Eastern Cape’s Port Elizabeth is one of South Africa’s most attractive cities, known for its excellent beaches even before it was spruced up as a host city for last year’s World Cup.
But the inviting golden sands was but a brief blur for thousands of participants in South Africa’s Ironman competition in Nelson Mandela Bay on 10 April. While the Ironman competition is technically a triathlon, it made the Olympic version look like a walk (and ride and swim) in the park. After a 3.8 km ocean paddle, there’s a cycle of 180 km (that’s almost the distance between Seattle and Vancouver), and then a marathon-length run. All with a wild boar strapped to your back (OK, I made that last bit up).
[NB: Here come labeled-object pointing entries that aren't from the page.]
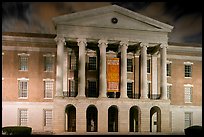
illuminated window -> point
(23, 88)
(92, 63)
(148, 66)
(188, 94)
(23, 62)
(169, 91)
(48, 118)
(23, 117)
(48, 88)
(188, 119)
(130, 89)
(188, 70)
(168, 67)
(92, 89)
(129, 65)
(48, 62)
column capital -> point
(163, 45)
(144, 44)
(81, 42)
(60, 40)
(103, 42)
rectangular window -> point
(23, 117)
(48, 118)
(148, 66)
(168, 67)
(92, 63)
(188, 119)
(72, 92)
(92, 88)
(73, 63)
(188, 70)
(130, 89)
(169, 91)
(23, 62)
(129, 65)
(48, 89)
(48, 63)
(188, 94)
(23, 89)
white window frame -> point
(95, 64)
(189, 64)
(20, 116)
(22, 80)
(191, 93)
(149, 59)
(190, 119)
(23, 55)
(168, 62)
(45, 118)
(169, 93)
(44, 82)
(52, 61)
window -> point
(188, 70)
(92, 63)
(23, 62)
(72, 91)
(48, 118)
(23, 88)
(188, 119)
(73, 63)
(130, 89)
(23, 117)
(188, 94)
(92, 89)
(48, 62)
(48, 88)
(169, 91)
(148, 66)
(129, 65)
(168, 67)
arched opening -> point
(155, 119)
(113, 119)
(70, 118)
(134, 123)
(92, 119)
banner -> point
(112, 75)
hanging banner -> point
(112, 75)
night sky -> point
(36, 17)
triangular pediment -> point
(102, 18)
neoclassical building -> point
(106, 71)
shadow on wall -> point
(193, 130)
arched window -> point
(155, 119)
(113, 119)
(92, 119)
(70, 118)
(134, 125)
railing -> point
(154, 96)
(69, 94)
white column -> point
(60, 60)
(102, 44)
(82, 62)
(163, 84)
(154, 74)
(144, 89)
(123, 86)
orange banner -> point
(112, 75)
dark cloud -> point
(37, 16)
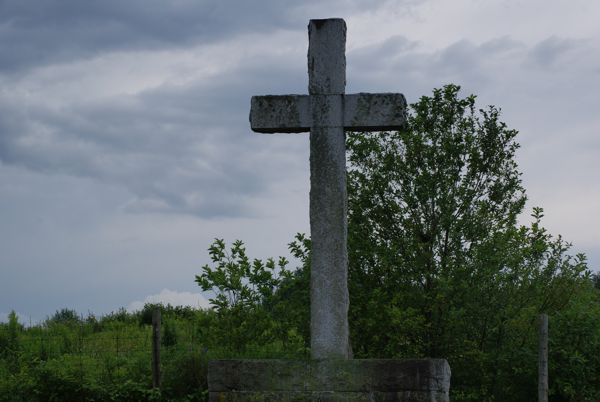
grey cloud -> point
(34, 33)
(178, 149)
(553, 50)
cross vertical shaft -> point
(328, 201)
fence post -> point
(156, 348)
(543, 359)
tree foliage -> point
(439, 266)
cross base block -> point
(412, 380)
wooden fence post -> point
(543, 359)
(156, 348)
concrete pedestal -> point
(329, 380)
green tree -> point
(242, 289)
(438, 265)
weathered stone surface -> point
(280, 114)
(299, 396)
(329, 298)
(385, 379)
(374, 112)
(361, 112)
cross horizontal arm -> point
(362, 112)
(280, 114)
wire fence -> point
(117, 349)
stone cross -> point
(326, 112)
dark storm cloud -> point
(177, 148)
(34, 33)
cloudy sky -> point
(125, 146)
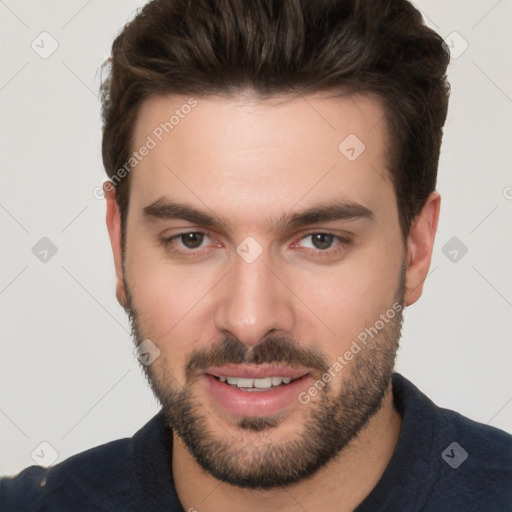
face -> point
(265, 262)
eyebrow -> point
(165, 209)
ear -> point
(420, 244)
(114, 232)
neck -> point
(341, 485)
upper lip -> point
(256, 371)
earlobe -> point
(420, 244)
(113, 219)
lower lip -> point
(255, 403)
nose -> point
(254, 302)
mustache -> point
(281, 350)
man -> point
(272, 209)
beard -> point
(328, 425)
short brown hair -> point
(206, 47)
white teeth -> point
(265, 383)
(262, 383)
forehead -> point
(241, 155)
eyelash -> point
(343, 243)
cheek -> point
(351, 296)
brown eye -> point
(192, 240)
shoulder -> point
(476, 461)
(68, 485)
(469, 463)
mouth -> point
(257, 390)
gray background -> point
(68, 376)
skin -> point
(249, 162)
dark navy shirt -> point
(443, 462)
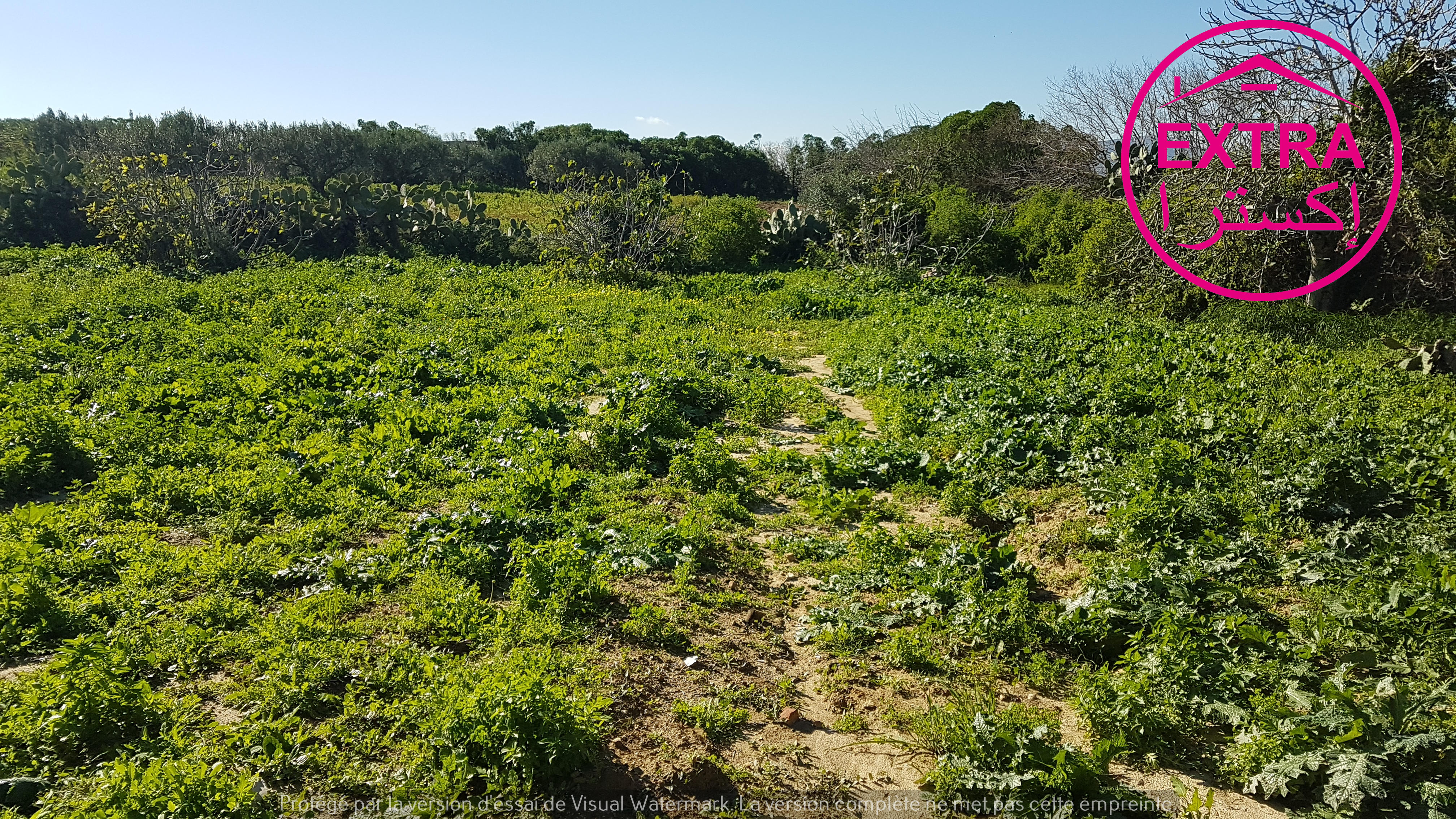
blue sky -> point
(647, 68)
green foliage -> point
(724, 234)
(720, 720)
(914, 650)
(178, 789)
(788, 234)
(708, 467)
(838, 506)
(81, 710)
(983, 751)
(651, 626)
(1049, 226)
(506, 728)
(40, 203)
(612, 228)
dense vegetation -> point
(348, 528)
(361, 463)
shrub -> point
(1014, 754)
(614, 228)
(725, 234)
(1050, 224)
(447, 610)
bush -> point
(1050, 224)
(614, 228)
(725, 234)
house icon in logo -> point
(1254, 63)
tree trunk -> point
(1323, 261)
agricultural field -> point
(372, 528)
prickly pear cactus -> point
(1142, 164)
(1438, 358)
(788, 231)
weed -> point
(717, 719)
(651, 626)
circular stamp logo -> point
(1261, 129)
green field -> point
(408, 529)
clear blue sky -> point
(649, 68)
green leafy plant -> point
(653, 626)
(717, 719)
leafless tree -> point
(1372, 30)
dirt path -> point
(848, 404)
(881, 768)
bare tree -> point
(1372, 30)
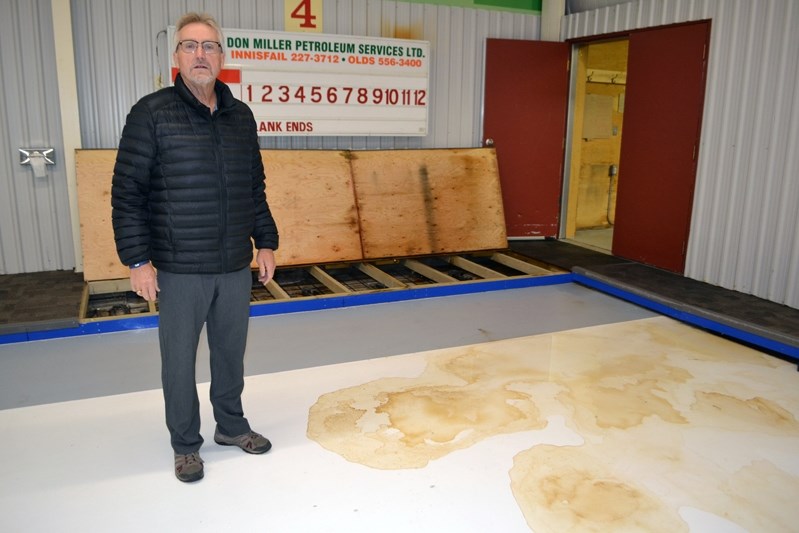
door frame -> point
(568, 196)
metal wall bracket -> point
(46, 154)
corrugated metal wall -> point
(121, 52)
(745, 222)
(35, 224)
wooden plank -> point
(419, 202)
(475, 268)
(428, 271)
(328, 281)
(383, 277)
(409, 202)
(521, 266)
(310, 193)
(311, 196)
(94, 169)
(277, 291)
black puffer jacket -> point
(188, 187)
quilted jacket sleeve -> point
(131, 186)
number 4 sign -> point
(303, 15)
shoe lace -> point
(188, 459)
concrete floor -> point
(607, 391)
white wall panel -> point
(117, 63)
(35, 224)
(744, 233)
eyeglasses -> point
(189, 46)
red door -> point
(524, 118)
(662, 121)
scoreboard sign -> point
(317, 84)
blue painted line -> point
(297, 306)
(432, 291)
(690, 318)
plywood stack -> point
(333, 205)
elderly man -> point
(188, 203)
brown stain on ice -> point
(635, 392)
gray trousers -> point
(185, 303)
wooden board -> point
(335, 205)
(417, 202)
(94, 169)
(311, 196)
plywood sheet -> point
(312, 199)
(417, 202)
(94, 169)
(310, 194)
(335, 205)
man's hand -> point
(265, 259)
(144, 282)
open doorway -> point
(599, 87)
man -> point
(188, 202)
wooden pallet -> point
(339, 205)
(112, 299)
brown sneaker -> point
(188, 467)
(250, 442)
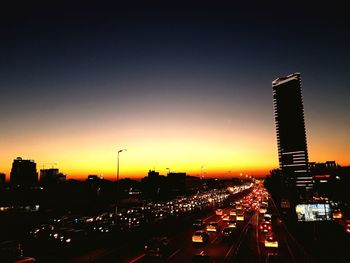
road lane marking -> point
(257, 235)
(177, 251)
(137, 258)
(214, 239)
(240, 239)
(205, 219)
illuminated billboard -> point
(313, 212)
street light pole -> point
(116, 205)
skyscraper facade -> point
(23, 172)
(291, 134)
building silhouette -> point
(23, 172)
(291, 134)
(2, 179)
(51, 176)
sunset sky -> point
(179, 86)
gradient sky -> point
(178, 85)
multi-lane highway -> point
(249, 241)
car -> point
(271, 241)
(232, 223)
(200, 236)
(240, 216)
(218, 212)
(232, 212)
(201, 257)
(228, 232)
(267, 217)
(212, 227)
(157, 247)
(262, 209)
(72, 237)
(337, 214)
(11, 252)
(265, 227)
(198, 223)
(225, 217)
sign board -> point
(313, 212)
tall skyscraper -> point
(23, 172)
(291, 134)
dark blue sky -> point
(65, 62)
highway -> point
(247, 243)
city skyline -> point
(177, 87)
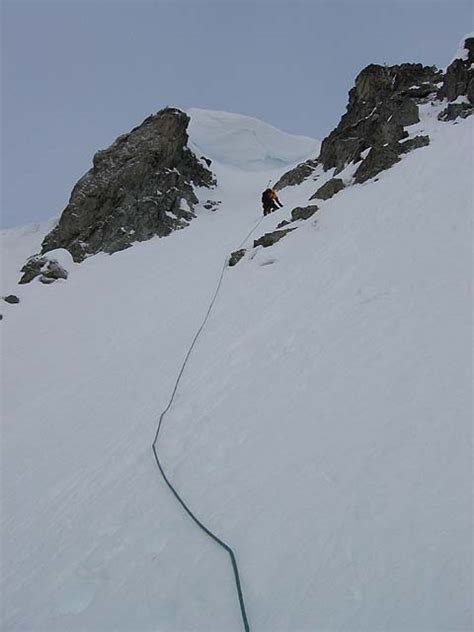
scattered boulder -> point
(329, 189)
(456, 110)
(413, 143)
(236, 256)
(381, 105)
(303, 212)
(459, 77)
(139, 187)
(212, 205)
(47, 268)
(377, 160)
(297, 175)
(269, 239)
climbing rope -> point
(175, 493)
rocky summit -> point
(139, 187)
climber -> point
(270, 201)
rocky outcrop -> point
(459, 77)
(139, 187)
(47, 269)
(297, 175)
(303, 212)
(381, 104)
(458, 85)
(269, 239)
(329, 189)
(236, 256)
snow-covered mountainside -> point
(321, 427)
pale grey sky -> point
(77, 73)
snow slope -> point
(246, 142)
(322, 425)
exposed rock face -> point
(381, 104)
(303, 212)
(456, 110)
(329, 189)
(459, 76)
(139, 187)
(459, 82)
(47, 269)
(296, 175)
(271, 238)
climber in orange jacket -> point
(270, 201)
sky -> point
(78, 73)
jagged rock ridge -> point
(139, 187)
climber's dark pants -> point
(269, 207)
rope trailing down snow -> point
(175, 493)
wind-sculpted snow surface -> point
(322, 426)
(246, 142)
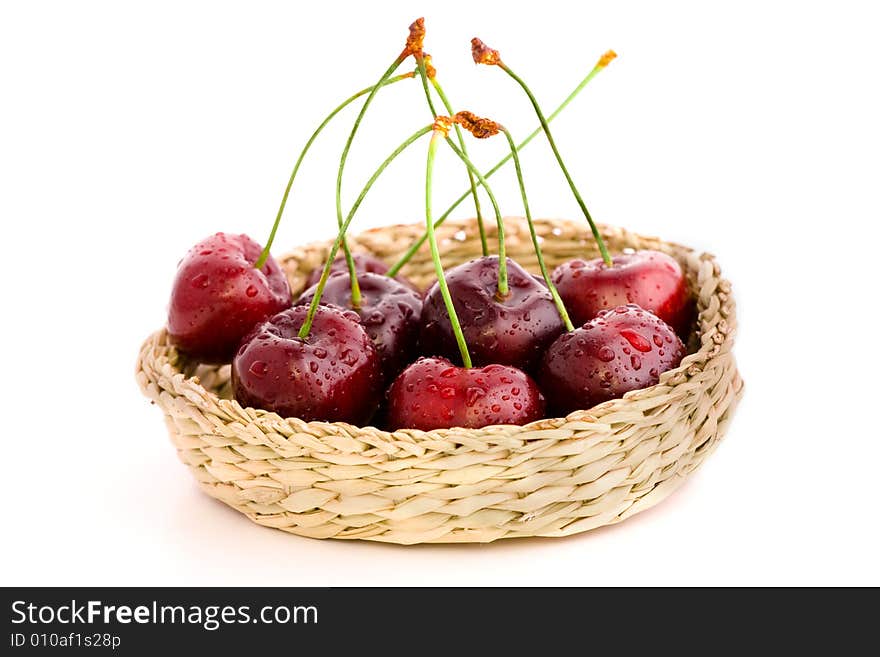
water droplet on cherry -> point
(636, 340)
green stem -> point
(503, 289)
(395, 269)
(340, 238)
(264, 255)
(435, 255)
(599, 241)
(355, 288)
(560, 306)
(461, 144)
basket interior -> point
(459, 242)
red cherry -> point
(334, 375)
(389, 311)
(218, 296)
(650, 279)
(432, 393)
(623, 349)
(363, 262)
(513, 331)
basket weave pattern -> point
(554, 477)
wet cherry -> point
(389, 311)
(334, 375)
(218, 296)
(650, 279)
(511, 331)
(622, 349)
(363, 262)
(432, 393)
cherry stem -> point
(352, 271)
(264, 255)
(411, 251)
(599, 241)
(435, 251)
(560, 306)
(461, 143)
(340, 238)
(503, 289)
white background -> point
(128, 131)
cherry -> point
(511, 331)
(622, 349)
(389, 311)
(650, 279)
(219, 295)
(363, 262)
(334, 375)
(432, 393)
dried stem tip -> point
(606, 59)
(430, 71)
(483, 54)
(442, 125)
(416, 39)
(479, 127)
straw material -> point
(554, 477)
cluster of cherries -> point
(488, 343)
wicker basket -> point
(554, 477)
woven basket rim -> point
(590, 418)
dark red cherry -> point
(650, 279)
(432, 393)
(334, 375)
(389, 311)
(512, 331)
(623, 349)
(363, 262)
(218, 296)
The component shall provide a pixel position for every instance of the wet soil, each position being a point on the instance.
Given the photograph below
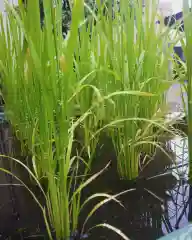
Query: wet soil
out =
(159, 202)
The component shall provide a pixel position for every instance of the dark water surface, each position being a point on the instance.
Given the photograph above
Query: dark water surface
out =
(158, 205)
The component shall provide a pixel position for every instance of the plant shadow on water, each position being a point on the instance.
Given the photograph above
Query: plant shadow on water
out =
(160, 203)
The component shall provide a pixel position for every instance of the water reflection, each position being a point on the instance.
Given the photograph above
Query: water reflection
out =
(178, 210)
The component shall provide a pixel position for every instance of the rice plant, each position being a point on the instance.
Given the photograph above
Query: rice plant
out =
(132, 59)
(40, 88)
(110, 68)
(187, 52)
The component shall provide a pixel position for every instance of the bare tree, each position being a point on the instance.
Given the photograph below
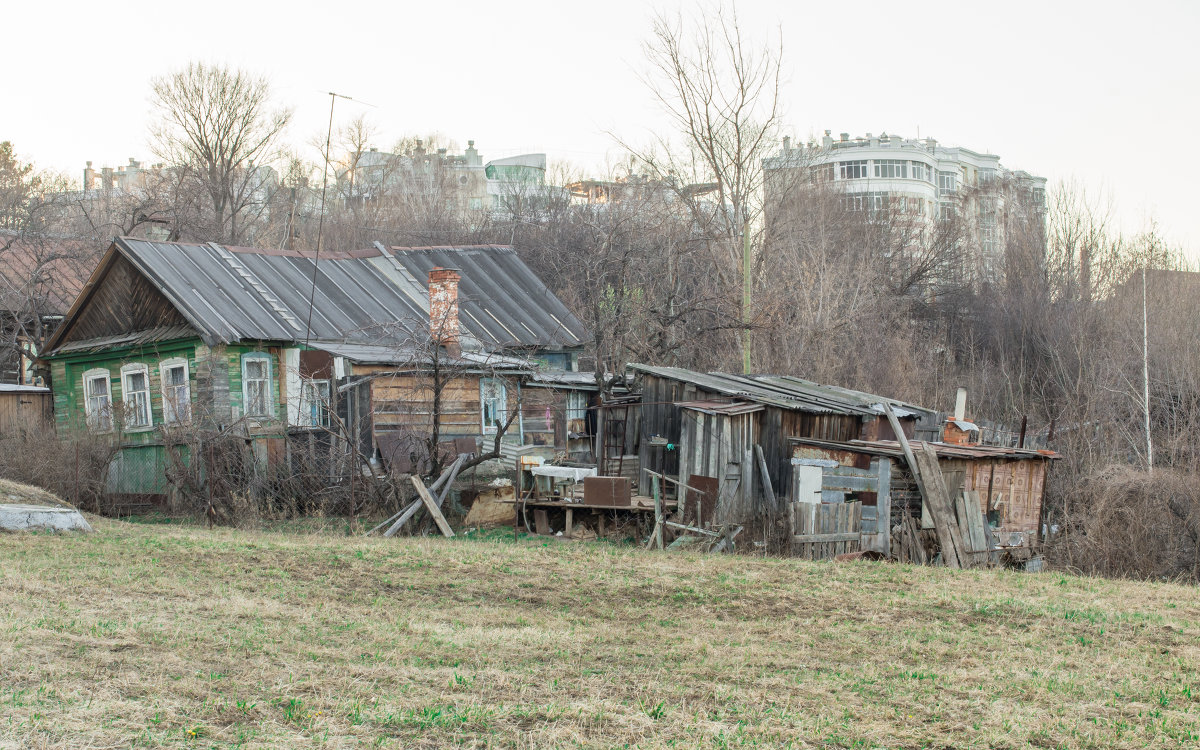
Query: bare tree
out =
(723, 94)
(219, 130)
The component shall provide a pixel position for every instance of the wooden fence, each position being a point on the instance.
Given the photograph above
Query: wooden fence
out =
(821, 531)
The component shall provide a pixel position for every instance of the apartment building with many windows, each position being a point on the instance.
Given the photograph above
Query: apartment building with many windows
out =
(921, 179)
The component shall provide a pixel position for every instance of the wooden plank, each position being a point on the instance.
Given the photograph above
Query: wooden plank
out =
(827, 537)
(941, 507)
(976, 526)
(684, 527)
(849, 484)
(541, 521)
(748, 472)
(432, 507)
(768, 490)
(883, 508)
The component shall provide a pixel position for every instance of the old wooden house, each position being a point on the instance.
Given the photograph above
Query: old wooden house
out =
(25, 409)
(372, 346)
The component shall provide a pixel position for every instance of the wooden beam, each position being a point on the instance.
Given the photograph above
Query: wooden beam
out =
(768, 490)
(829, 537)
(432, 507)
(941, 508)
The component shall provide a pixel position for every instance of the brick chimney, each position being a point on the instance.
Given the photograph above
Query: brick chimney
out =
(444, 307)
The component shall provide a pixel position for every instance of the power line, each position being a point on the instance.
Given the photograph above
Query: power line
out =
(321, 223)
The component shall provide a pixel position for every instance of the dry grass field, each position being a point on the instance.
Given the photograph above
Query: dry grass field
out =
(169, 636)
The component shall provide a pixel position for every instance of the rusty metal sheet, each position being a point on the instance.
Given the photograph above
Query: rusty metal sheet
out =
(607, 491)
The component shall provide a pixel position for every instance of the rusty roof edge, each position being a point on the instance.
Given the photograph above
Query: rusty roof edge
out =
(945, 450)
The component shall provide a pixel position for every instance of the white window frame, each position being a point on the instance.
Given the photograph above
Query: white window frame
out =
(852, 169)
(256, 357)
(502, 413)
(94, 415)
(892, 168)
(135, 409)
(171, 402)
(574, 411)
(312, 399)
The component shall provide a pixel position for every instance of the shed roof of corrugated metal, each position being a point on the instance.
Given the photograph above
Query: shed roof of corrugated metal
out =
(366, 295)
(945, 450)
(731, 408)
(384, 354)
(9, 388)
(501, 300)
(784, 391)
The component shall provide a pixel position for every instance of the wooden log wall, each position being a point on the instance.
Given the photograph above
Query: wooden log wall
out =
(25, 412)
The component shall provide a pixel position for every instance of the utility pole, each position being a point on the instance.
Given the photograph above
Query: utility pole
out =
(745, 294)
(1145, 372)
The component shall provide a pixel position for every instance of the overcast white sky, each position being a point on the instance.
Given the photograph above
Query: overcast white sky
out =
(1101, 93)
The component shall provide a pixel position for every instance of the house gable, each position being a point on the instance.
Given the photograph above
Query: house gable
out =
(121, 300)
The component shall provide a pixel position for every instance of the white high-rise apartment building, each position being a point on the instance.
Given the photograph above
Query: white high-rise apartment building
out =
(922, 179)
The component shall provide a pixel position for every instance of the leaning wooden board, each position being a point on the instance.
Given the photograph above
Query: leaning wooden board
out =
(432, 507)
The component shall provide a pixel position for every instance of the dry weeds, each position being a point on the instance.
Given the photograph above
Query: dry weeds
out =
(156, 636)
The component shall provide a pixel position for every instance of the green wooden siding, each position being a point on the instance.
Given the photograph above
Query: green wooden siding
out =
(215, 388)
(70, 401)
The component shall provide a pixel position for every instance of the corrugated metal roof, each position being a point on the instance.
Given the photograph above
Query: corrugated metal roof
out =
(564, 377)
(7, 388)
(784, 391)
(384, 354)
(501, 301)
(945, 450)
(234, 293)
(163, 333)
(367, 295)
(721, 407)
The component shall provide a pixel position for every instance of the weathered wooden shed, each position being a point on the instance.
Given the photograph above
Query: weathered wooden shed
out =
(717, 436)
(1009, 481)
(694, 419)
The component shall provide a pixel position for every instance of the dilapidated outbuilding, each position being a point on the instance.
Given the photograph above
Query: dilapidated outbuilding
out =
(715, 425)
(1005, 485)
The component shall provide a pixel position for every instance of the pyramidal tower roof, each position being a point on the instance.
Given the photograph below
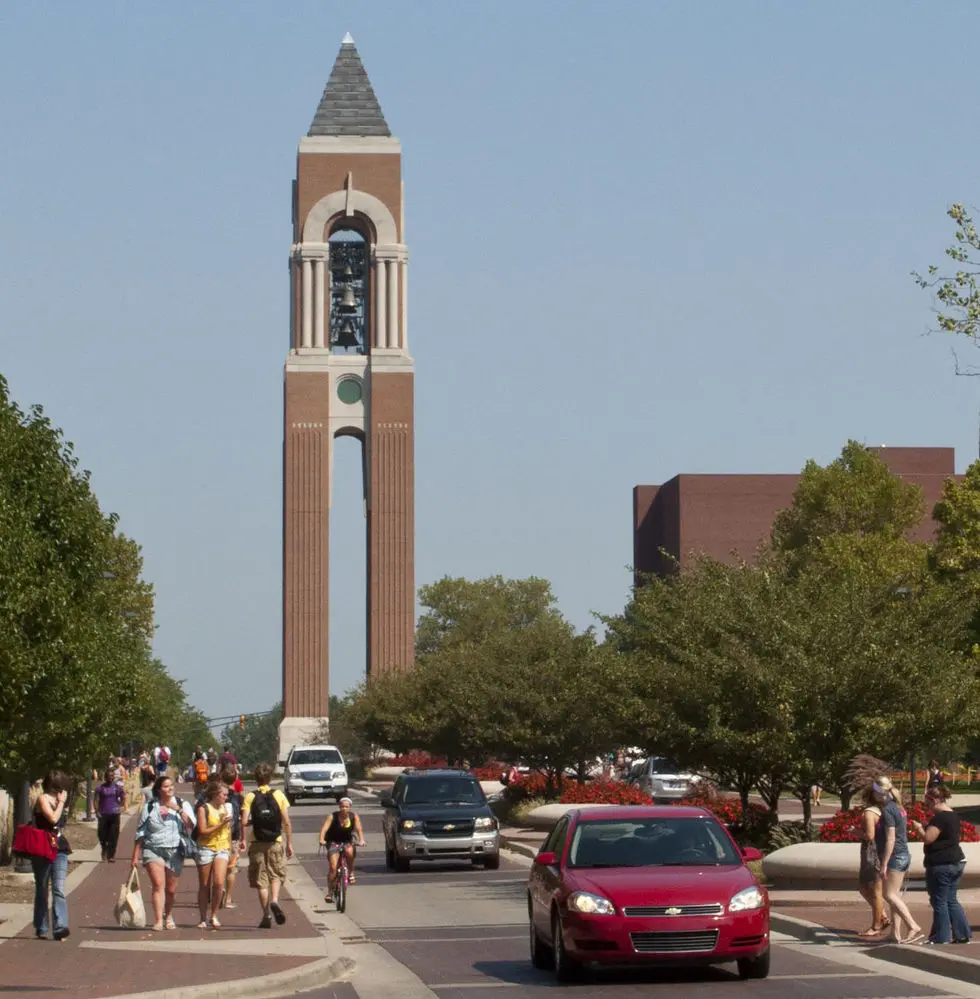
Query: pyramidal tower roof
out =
(348, 105)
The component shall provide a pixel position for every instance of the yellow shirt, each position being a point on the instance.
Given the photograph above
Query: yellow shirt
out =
(280, 798)
(220, 839)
Altogether it’s a full weekend of activities: the day before the big race, pint-sized overachievers have their chance at glory in the abridged “Ironkids” event. In the afternoon, the Corporate Triathlon Challenge gives careerists the valuable opportunity to add “triathlon” to their résumés under “hobbies”.
Despite the name, women have been competing since the very first Ironman event in Hawaii in 1978. The Ironman’s extensive course offers numerous vantage points from which to witness the lean, sweaty hordes, and traditional dancers will entertain, traditionally. But if you’re thinking “well actually, I’m more the cerebral type”, stick around until 27 April, Poindexter. That’s when Nelson Mandela Bay hosts the South African chess championships, a six-day event with separate men’s and women’s events.
Hang on…what? Since when has chess been a contact sport?